I hadn’t realized how tense I was until he was holding me, and I could go completely limp in his arms, knowing I’d be supported.
As I melted against him, I slid my palms up his firm biceps, digging my fingernails into the crisp fabric of his sleeve to feel the spring of his muscles underneath. Up over his broad shoulders, I ran my fingers through his silky, messy hair.
A slight rasp of beard scraped my cheek as he twisted his mouth away to kiss down the side of my neck and behind my ear, brushing aside my own windswept hair. I let my head fall back, lost in the warm, wet feel of his lips, the slight tickle that sent heat rushing to my core.
Breathing him in, he was scented with the pine trees and night air.
My shaking hands dug in deeper, grinding myself against the stiff shaft between us.
He roughly kissed me on the mouth again, pulling back to look down at me with wild eyes.
I had to blink away the film of lust to see him properly, and I began to tug him down again when I remembered what he said.

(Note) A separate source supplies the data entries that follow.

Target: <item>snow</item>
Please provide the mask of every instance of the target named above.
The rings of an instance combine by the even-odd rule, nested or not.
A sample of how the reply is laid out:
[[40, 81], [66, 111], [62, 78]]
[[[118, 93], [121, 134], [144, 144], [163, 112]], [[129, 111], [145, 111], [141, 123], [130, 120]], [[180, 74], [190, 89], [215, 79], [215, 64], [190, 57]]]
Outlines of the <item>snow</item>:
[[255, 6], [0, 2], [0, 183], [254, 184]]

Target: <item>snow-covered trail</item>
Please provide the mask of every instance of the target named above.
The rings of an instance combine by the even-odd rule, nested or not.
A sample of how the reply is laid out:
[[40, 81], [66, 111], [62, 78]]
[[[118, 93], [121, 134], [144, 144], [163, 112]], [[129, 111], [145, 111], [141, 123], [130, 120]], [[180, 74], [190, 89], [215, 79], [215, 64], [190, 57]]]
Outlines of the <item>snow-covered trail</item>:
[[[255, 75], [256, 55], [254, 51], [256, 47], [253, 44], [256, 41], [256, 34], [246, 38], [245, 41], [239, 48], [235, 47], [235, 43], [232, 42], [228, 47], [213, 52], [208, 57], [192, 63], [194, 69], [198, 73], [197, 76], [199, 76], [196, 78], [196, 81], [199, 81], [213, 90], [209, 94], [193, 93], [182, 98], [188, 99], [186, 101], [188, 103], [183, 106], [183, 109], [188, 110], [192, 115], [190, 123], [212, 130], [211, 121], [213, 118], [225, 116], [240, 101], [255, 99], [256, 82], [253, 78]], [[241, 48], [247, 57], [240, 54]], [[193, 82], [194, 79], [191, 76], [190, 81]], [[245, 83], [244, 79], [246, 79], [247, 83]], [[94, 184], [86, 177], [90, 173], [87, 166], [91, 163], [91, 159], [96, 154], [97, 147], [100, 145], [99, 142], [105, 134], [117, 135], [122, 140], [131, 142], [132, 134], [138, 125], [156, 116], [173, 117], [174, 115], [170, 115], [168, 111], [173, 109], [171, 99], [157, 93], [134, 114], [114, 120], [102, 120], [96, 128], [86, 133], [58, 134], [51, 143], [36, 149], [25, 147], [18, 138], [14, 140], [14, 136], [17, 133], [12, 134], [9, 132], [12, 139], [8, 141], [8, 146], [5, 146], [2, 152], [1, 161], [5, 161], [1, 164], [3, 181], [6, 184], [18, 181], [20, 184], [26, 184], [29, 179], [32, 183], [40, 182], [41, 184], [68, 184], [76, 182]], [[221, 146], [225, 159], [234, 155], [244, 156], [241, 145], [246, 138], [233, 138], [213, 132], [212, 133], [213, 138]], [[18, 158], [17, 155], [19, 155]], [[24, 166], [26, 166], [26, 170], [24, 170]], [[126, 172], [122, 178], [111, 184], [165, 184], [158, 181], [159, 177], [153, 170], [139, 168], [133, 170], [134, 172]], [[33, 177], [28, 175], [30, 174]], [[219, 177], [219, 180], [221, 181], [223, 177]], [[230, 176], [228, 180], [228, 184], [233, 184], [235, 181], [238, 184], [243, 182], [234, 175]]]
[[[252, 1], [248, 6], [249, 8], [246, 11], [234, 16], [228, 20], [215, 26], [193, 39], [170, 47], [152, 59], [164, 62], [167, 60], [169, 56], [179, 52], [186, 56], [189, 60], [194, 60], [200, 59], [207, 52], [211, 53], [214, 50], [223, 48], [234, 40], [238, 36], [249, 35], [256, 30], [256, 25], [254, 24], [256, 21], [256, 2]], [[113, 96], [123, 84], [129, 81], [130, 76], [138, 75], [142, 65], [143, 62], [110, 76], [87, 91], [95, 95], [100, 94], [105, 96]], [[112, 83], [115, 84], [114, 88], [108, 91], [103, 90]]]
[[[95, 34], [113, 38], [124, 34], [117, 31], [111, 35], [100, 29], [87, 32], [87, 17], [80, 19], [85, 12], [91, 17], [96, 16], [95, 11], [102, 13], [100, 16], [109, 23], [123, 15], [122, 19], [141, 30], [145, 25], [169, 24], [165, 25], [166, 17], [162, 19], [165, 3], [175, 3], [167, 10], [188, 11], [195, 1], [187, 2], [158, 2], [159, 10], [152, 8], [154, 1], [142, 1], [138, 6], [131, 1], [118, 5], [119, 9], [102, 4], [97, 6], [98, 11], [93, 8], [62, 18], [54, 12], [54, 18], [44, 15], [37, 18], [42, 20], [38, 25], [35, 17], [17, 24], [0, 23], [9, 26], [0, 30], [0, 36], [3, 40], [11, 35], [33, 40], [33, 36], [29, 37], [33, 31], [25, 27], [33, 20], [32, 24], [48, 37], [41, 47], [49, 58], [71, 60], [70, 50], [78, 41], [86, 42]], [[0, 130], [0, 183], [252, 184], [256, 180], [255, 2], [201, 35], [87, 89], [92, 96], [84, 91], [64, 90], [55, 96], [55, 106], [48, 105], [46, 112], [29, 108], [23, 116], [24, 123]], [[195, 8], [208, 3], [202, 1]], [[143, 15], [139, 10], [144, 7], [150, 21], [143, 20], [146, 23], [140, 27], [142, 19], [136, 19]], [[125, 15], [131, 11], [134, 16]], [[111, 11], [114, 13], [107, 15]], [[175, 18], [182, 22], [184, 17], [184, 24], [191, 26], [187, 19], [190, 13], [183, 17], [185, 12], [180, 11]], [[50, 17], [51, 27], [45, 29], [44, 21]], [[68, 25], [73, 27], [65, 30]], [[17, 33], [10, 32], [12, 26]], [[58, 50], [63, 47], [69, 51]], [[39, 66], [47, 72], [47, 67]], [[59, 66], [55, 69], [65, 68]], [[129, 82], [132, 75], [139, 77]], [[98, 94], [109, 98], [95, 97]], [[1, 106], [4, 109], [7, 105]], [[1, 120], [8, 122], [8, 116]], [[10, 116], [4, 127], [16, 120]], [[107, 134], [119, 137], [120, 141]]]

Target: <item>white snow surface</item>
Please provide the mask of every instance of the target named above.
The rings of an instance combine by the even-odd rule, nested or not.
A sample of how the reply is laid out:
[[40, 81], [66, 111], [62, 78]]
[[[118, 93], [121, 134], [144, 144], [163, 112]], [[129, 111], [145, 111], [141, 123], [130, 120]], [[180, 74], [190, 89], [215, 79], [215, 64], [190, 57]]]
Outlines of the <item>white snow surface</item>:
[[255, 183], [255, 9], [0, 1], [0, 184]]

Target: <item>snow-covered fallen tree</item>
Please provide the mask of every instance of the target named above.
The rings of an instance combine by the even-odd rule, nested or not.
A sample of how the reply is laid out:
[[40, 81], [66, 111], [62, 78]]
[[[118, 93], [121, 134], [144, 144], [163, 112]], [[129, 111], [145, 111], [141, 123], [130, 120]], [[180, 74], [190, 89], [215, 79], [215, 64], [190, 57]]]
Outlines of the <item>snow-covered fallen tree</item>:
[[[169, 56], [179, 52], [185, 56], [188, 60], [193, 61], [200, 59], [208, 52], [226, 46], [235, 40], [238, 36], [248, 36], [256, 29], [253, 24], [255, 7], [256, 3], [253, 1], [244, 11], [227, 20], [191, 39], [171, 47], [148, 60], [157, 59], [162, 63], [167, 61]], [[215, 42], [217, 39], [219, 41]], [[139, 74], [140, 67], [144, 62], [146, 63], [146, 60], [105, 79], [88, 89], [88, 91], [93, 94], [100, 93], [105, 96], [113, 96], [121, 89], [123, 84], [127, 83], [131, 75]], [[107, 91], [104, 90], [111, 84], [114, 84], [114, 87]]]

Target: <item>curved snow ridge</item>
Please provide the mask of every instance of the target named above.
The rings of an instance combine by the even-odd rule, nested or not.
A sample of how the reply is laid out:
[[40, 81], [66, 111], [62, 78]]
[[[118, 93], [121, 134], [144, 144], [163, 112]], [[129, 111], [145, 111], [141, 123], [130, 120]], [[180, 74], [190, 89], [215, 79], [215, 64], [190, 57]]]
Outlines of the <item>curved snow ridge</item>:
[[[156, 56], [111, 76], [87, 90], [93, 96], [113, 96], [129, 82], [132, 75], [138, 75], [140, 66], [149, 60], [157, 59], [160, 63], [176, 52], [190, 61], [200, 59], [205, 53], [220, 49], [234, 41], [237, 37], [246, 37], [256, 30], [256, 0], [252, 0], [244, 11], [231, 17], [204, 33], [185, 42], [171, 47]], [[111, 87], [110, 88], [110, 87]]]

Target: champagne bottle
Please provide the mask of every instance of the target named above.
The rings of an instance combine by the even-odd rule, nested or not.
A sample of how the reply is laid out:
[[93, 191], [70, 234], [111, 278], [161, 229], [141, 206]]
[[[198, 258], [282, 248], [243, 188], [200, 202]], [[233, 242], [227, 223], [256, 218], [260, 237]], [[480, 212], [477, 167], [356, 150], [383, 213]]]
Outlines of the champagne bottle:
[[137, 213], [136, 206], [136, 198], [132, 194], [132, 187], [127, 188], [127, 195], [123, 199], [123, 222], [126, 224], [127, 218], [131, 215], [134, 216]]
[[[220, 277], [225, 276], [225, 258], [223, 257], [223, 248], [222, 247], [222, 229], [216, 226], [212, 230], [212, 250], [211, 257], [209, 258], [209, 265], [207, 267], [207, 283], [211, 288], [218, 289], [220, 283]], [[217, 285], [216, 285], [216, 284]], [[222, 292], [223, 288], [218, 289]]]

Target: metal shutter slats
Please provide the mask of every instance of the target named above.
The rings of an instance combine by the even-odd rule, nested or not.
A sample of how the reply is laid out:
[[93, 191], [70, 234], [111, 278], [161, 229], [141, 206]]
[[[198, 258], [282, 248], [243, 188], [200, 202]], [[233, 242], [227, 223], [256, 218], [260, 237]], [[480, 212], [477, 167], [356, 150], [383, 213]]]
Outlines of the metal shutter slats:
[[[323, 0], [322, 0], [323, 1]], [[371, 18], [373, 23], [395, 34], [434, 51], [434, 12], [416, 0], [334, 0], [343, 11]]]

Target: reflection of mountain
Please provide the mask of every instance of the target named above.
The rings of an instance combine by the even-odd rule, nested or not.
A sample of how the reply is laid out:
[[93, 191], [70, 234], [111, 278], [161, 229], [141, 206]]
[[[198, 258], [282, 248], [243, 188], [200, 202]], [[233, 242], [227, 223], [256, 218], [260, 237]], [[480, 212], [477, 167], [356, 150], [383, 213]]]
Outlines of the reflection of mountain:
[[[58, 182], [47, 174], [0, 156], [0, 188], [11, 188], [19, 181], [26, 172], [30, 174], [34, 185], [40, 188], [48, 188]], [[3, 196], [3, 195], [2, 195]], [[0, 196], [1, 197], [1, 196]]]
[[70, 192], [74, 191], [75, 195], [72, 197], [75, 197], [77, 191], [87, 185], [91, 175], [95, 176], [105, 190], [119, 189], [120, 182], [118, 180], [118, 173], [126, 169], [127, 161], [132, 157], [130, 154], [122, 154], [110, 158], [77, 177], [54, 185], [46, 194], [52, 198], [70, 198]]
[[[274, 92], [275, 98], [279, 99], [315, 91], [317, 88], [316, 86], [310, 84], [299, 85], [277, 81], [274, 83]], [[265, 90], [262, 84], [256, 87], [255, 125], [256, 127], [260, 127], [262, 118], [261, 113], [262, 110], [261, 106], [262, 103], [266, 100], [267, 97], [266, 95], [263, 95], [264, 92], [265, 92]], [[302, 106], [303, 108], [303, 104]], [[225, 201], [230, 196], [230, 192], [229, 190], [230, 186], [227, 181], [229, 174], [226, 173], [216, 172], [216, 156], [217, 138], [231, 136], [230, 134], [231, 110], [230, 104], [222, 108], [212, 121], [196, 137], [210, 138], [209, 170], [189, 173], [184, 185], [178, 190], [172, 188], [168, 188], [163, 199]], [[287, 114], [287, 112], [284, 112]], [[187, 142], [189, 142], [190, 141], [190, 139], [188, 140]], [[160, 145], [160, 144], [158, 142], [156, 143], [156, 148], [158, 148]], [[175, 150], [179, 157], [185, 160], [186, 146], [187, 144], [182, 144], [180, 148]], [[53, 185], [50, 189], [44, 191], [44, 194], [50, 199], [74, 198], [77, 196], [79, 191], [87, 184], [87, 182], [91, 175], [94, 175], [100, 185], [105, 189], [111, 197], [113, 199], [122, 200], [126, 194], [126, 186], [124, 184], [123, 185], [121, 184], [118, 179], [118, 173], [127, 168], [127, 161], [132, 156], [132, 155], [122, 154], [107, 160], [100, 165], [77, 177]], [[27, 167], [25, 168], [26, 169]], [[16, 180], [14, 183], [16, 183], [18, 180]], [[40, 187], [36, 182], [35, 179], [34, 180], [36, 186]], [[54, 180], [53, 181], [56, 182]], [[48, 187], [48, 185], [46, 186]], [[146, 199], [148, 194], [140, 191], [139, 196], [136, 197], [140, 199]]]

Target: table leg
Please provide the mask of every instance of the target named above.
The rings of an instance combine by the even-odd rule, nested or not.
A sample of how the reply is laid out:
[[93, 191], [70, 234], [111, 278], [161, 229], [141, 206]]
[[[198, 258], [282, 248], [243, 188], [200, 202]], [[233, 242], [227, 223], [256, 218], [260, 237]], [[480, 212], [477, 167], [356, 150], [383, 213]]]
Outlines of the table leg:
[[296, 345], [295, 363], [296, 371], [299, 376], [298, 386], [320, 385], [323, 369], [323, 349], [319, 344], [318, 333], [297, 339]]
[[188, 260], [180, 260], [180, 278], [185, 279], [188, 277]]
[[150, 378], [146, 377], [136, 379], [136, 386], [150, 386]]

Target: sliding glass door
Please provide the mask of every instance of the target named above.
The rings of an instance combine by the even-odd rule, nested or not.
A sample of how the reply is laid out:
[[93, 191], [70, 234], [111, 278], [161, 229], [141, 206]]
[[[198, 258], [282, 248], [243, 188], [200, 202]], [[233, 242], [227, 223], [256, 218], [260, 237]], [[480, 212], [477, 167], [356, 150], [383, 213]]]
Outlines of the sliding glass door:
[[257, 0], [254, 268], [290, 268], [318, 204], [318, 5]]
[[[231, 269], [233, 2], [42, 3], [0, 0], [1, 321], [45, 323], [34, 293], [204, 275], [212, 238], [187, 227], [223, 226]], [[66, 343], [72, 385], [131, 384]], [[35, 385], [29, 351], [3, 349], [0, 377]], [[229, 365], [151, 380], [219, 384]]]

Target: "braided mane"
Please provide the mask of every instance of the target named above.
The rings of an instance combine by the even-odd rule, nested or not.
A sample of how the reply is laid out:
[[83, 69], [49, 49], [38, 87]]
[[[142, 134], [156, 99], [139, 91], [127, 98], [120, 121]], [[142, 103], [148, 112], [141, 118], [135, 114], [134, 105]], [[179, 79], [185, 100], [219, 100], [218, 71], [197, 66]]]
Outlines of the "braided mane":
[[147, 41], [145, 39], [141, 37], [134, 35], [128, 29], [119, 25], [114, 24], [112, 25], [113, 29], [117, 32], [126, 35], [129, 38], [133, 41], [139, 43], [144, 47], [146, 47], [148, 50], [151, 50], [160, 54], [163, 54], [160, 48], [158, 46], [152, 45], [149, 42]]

I was his wife, and I was going to start acting like one. My eyes flew wide, and I froze in his arms. Lowering his head, he kissed me gently along the side of my mouth, teasing my lower lip with his tongue.
What was he doing to me? Where was my good sense? Within a few hot minutes, he’d completely erased my anger, but that didn’t mean I was going to give in to this bully. I certainly didn’t want to, did I?
Just as fast as it started, it was over. I was out of his arms, and he was looking down at me with a wolfish grin.
“We’ll have dinner together tomorrow at eight o’clock,” he announced. “A dinner that you prepare.”